いつも通り、この物語に登場する人物・団体・名称・国名等、及び兵器・用語などはラシク書いてますが架空のものであり、実在のものとは関係ありません。

◇◇◇◇◇◇



 昭和15年3月に起工したイ200型潜水艦の1号艦は16年11月に進水し、イ201と命名された。電気溶接を全面採用した結果驚くべき速さで進水までこぎつけることができた。イ201は進水後、堀口明日香中佐を艤装委員長、鶴井静香少佐を艤装副委員長として艤装を開始した。
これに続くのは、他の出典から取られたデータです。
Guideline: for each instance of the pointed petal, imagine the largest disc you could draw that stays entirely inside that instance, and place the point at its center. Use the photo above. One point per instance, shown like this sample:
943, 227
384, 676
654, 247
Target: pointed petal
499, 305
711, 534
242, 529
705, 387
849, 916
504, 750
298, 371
 昭和17年3月。イ201は足摺岬沖で艦船公試を、佐田岬半島沖で兵装公試を行い要求性能満たすことが確認された。イ201は実験潜水艦71号艦の各種実験からわずか3年で完成したことになる。イ201は4月1日付けで竣工し、同日第6艦隊に編入された。艦長、副長は慣例通り艤装委員長だった堀口明日香中佐が艦長に就任し、艤装副委員長鶴井静香少佐が副長に就任している。




 イ201は1カ月にわたり猛訓練を続け、暦は5月に入った。


 ここは、イ201の発令所。現在イ201は、訓練のため浮上航行し豊後水道に向かっている。艦長の堀口明日香中佐は鼻歌を歌いながら潜望鏡を覗き込んで豊後水道を往来する船や春の霞がかかった四国、九州の山野・・警戒しながめている。もちろん司令塔セイル内には航海長も兼ねる副長の鶴井静香少佐、その上の露天ブリッジには見張り員が出て艦長の代わりに周囲の海面を警戒している。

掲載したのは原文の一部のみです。